Never perhaps in modern times had a country sunk so low as France, when, in the year 1420, the treaty of Troyes was signed. Henry V. of England had made himself master of nearly the whole kingdom; and although the treaty only conferred the title of Regent of France on the English sovereign during the lifetime of the imbecile Charles vi., Henry was assured in the near future of the full possession of the French throne, to the exclusion of the Dauphin. Henry received with the daughter of Charles vi. the Duchy of Normandy, besides the places conquered by Edward III. and his famous son; and of fourteen provinces left by Charles V. to his successor only three remained in the power of the French crown. The French Parliament assented to these hard conditions, and but one voice was raised in protest to the dismemberment of France; that solitary voice, a voice crying in a wilderness, was that of Charles the Dauphin—afterwards Charles VII. Henry V. had fondly imagined that by the treaty of Troyes and his marriage with a French princess the war, which had lasted over a century between the two countries, would now cease, and that France would lie for ever at the foot of England.

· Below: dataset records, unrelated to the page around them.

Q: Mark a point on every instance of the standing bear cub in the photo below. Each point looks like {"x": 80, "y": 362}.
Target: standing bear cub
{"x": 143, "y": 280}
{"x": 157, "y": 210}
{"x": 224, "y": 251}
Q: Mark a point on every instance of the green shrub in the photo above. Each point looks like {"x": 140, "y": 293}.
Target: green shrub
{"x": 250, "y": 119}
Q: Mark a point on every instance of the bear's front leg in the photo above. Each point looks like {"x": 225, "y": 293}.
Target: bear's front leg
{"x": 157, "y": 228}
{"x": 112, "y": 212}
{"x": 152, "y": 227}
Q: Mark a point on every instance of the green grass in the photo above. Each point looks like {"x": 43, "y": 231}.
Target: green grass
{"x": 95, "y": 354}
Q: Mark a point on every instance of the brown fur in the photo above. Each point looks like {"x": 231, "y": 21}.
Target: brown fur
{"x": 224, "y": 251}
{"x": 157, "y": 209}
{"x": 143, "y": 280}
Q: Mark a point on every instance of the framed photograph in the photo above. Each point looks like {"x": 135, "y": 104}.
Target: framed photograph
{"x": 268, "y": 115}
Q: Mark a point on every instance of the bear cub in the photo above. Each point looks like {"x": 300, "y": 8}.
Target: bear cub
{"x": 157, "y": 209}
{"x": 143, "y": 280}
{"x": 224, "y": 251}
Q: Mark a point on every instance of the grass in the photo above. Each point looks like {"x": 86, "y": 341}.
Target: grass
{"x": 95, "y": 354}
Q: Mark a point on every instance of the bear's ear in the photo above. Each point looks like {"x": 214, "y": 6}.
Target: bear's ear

Indeed, up to Henry’s death, at the end of August 1422, events seemed to justify such hopes; but after a score of years from Henry’s death France had recovered almost the whole of her lost territory.
There is nothing in history more strange and yet more true than the story which has been told so often, but which never palls in its interest—that life of the maiden through whose instrumentality France regained her place among the nations. No poet’s fancy has spun from out his imagination a more glorious tale, or pictured in glowing words an epic of heroic love and transcendent valour, to compete with the actual reality of the career of this simple village maiden of old France: she who, almost unassisted and alone, through her intense love of her native land and deep pity for the woes of her people, was enabled, when the day of action at length arrived, to triumph over unnumbered obstacles, and, in spite of all opposition, ridicule, and contumely, to fulfil her glorious mission.
Sainte-Beuve has written that, in his opinion, the way to honour the history of Joan of Arc is to tell the truth about her as simply as possible. This has been my object in the following pages.
On the border of Lorraine and Champagne, in the canton of the Barrois—between the rivers Marne and Meuse—extended, at the time of which we are writing, a vast forest, called the Der. By the side of a little streamlet, which took its source from the river Meuse, and dividing it east by west, stands the village of Domremy. The southern portion, confined within its banks and watered by its stream, contained a little fortalice, with a score of cottages grouped around. These were situated in the county of Champagne, under the suzerainty of the Count de Bar.